Mariel is volunteering at a local library this summer. We love this library. I did in-home daycare the first few years of Aravis' and Mariel's life, and I have fond memories of into this grand old library with a double stroller of toddlers, flanked by preschoolers, for the weekly puppet show. At the time it was a huge undertaking to get the kids there and help them be quiet, but now all I remember is the excitement of a *real* puppet show every single week. Back then, the children's section was in one wing and the adult section in another. There was an atrium garden near the adult stacks, with a creek running through it-- the wonder of nature flourishing indoors.
They remodeled the library several years ago. The puppet show theater is gone, as is the atrium garden.
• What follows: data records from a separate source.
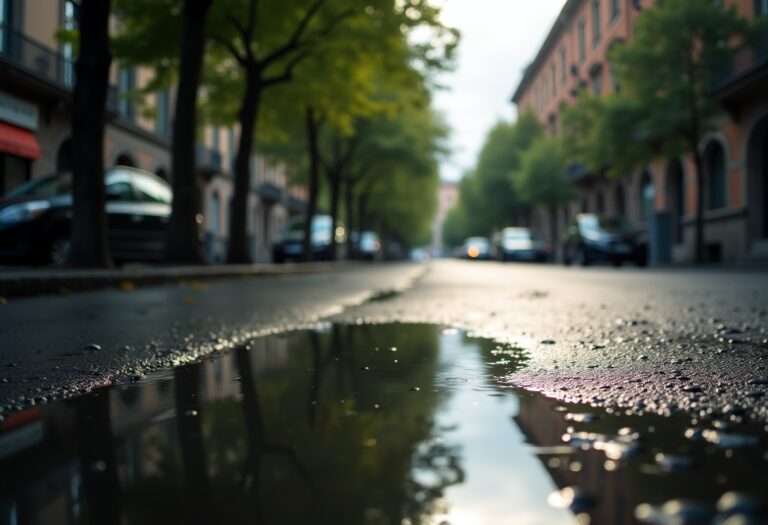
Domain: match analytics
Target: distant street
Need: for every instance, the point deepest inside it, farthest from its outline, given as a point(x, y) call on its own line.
point(657, 340)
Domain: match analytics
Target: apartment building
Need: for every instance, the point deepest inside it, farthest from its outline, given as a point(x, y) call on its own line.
point(663, 194)
point(36, 84)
But we still love it. So many memories. Now they have moved the children's and adult's sections closer together, so it is simpler for mommies to peruse big-person books while their children read at tables in the kids' section. And it is very, very quiet. I don't know how they do it with the two sections so close together. But it is like a monastery in there.
The children's section of the other library we visit is definitely not quiet.
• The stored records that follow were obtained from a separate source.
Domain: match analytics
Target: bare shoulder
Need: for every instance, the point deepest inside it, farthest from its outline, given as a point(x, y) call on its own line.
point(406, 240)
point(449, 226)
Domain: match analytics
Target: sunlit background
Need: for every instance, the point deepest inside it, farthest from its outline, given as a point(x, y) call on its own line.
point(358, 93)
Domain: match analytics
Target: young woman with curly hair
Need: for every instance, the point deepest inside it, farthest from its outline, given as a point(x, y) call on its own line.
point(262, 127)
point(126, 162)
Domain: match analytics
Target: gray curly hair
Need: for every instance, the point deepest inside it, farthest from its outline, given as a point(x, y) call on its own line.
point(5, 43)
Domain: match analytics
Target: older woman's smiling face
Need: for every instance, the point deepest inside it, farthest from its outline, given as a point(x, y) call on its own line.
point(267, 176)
You might wonder why we ever go to a different library when we are so happy with ours. Well, we no longer live within the city limits, and our favorite library requires that nonresidents pay a yearly fee to check out books. I don't blame them. We don't pay taxes in that city. But it makes me sad. I have even contemplated paying the fee. We haven't done it yet, so we find ourselves owning the experience of one library and checking out books at another.
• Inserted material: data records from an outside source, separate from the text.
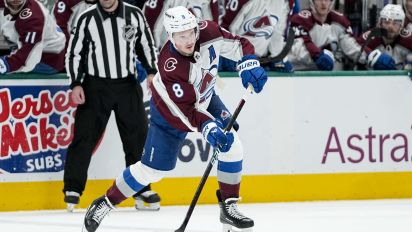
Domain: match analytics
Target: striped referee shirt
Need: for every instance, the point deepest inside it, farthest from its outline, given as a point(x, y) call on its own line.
point(105, 44)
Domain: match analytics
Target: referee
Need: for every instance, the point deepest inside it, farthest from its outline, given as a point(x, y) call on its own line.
point(100, 61)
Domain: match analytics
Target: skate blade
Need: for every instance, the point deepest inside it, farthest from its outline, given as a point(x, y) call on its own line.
point(230, 228)
point(140, 205)
point(70, 207)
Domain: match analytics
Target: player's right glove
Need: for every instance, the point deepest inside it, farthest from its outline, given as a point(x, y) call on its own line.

Anyway, Mariel is volunteering at our library and having a great time. One of us drives her into town a couple times per week, and, if we don't have any errands, we stay and absorb the atmosphere. Without library cards, we cannot check anything out, nor can we avail ourselves of the computers or video games. This places us in the unusual position of having nothing to do but sit in the beautiful, blessed quiet and read books. I don't even hear the psychic noise of chores crying out to be done or bills to be paid: we aren't at home. I love that library. :)
Right now, Cornflower and I have a game going. For the first hour or so at the library, we each do our own thing. Then one of us finds Sister Wendy's Story of Painting and brings it to the other. Using the two-page spreads that are all-over detail from this or that painting (how we love those pages), we try to guess the painter and painting. (At first I thought Cornflower was just humoring me, but then she started bringing me the book and I knew the game belonged to both of us.)
This week I found a book called Hamlet's Blackberry: A Practical Philosophy for Building a Good Life in the Digital Age. It is appropriate that I first read this book in the quiet of our library. William Powers gently argues that more is not necessarily better; perhaps we need space between digital encounters in order to obtain a satisfying depth of creativity, thought and relationship. He goes back to philosophers like Plato and Thoreau and, obviously, Shakespeare, in search of fit principles for our digital age.